Es difícil en ocasiones ser fiel al espíritu de la Ley y cuanto más cuando esta ley favorece la mediocridad de los estudiantes. El mero rótulo que se nos da a los docentes de facilitadores de procesos educativos,hace que el discurso comience mal. Ante todo, yo me declaro un "complicador de procesos". ¿Qué entrenador enseñando salto alto a sus discípulos, en lugar de subir la barrera, por el contrario la coloca más cerca del piso? ¿Dónde queda el sabio proverbio: no des un pescado, enseña a pescar?

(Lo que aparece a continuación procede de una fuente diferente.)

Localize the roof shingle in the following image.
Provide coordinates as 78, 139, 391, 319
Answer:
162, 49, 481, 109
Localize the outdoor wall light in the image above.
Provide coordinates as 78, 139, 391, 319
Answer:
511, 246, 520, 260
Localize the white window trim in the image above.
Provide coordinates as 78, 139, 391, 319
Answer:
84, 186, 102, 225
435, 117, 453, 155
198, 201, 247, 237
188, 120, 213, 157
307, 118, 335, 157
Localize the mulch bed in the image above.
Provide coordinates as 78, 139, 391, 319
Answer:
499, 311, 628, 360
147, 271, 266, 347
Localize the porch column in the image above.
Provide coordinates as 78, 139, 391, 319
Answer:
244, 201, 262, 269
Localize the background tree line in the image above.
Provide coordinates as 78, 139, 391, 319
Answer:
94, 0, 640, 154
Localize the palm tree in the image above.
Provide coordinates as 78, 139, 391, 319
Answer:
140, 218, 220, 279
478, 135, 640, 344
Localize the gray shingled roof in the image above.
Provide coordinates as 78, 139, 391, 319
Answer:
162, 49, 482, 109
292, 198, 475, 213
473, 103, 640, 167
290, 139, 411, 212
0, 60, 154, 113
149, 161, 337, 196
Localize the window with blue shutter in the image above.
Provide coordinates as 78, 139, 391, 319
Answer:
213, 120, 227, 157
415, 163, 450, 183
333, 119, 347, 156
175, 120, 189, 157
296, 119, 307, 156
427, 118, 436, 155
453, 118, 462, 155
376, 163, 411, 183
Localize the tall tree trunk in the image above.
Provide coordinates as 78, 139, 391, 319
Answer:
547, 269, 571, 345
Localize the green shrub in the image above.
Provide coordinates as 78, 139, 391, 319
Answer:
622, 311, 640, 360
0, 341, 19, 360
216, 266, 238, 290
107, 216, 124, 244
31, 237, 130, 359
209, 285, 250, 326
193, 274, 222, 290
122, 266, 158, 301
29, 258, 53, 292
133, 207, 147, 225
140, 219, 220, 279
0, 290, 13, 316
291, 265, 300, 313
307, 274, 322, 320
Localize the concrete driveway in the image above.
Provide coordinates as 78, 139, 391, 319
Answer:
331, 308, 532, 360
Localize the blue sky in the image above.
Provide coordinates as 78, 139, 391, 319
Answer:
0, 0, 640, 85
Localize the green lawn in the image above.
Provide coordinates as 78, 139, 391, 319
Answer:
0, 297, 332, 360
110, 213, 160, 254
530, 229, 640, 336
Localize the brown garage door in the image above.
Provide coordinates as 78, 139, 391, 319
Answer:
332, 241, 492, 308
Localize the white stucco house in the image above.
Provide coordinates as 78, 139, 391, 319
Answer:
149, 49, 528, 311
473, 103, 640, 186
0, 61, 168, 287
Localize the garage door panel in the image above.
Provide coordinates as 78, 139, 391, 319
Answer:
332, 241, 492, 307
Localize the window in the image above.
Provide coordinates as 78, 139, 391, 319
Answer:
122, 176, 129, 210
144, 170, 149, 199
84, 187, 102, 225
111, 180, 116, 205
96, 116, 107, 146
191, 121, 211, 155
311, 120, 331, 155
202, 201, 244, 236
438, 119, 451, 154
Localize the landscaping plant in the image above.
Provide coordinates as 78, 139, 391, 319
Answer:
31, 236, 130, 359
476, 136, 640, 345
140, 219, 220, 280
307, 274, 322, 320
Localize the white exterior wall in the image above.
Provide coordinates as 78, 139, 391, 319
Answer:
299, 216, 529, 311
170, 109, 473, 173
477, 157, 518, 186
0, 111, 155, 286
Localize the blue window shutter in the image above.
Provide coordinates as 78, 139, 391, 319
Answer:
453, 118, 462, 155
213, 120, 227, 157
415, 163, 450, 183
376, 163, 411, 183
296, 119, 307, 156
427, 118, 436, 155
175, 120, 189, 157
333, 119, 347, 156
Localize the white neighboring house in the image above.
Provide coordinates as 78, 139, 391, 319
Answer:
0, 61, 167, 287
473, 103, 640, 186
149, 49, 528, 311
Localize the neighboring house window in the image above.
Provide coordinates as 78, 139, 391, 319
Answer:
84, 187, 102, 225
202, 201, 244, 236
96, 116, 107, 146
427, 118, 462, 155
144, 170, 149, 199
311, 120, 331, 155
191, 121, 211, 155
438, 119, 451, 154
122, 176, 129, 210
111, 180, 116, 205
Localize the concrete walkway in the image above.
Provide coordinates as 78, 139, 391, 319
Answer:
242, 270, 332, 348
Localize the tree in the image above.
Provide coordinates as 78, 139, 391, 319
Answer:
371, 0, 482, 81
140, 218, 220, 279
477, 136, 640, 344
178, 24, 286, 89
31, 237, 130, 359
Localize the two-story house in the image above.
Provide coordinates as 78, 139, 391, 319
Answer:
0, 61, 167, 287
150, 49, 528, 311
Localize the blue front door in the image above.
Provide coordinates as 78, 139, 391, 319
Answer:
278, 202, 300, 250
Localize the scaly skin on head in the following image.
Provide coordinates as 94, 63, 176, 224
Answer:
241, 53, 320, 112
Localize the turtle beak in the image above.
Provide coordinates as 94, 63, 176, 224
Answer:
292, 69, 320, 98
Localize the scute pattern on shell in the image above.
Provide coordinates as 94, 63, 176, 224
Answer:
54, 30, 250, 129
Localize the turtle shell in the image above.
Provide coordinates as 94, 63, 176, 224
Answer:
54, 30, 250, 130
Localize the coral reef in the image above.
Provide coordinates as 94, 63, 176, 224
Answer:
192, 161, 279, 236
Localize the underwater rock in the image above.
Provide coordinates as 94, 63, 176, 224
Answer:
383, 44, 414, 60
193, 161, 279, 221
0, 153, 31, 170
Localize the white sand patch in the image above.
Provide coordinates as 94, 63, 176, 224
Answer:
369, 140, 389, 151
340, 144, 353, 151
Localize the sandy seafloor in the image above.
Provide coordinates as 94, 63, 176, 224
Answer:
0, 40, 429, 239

La Ley nos pide a los docentes hacer cuanto esté a nuestro alcance para que un estudiante alcance los logros y sea competente y más aún, si el estudiante pierde, en el fondo quien pierde es el maestro, por no haberlo motivado, por no hacerle digerible el conocimiento. Siguiendo la línea tradicional, a mi esta clase de reflexiones me parecen ridículas.
¿Y a qué viene todo esto? A que estamos en un momento de recoger la cosecha de un período que culmina y aunque hay resultados satisfactorios, queda la sensación de que muchos docentes seguimos perdiendo el año en virtud de aquellos "pequeños delincuentes" que se forman para dar culto a la mediocridad, sin importar cuantos esfuerzos se hagan por conducirlos al camino de la ciencia y de la sabiduría.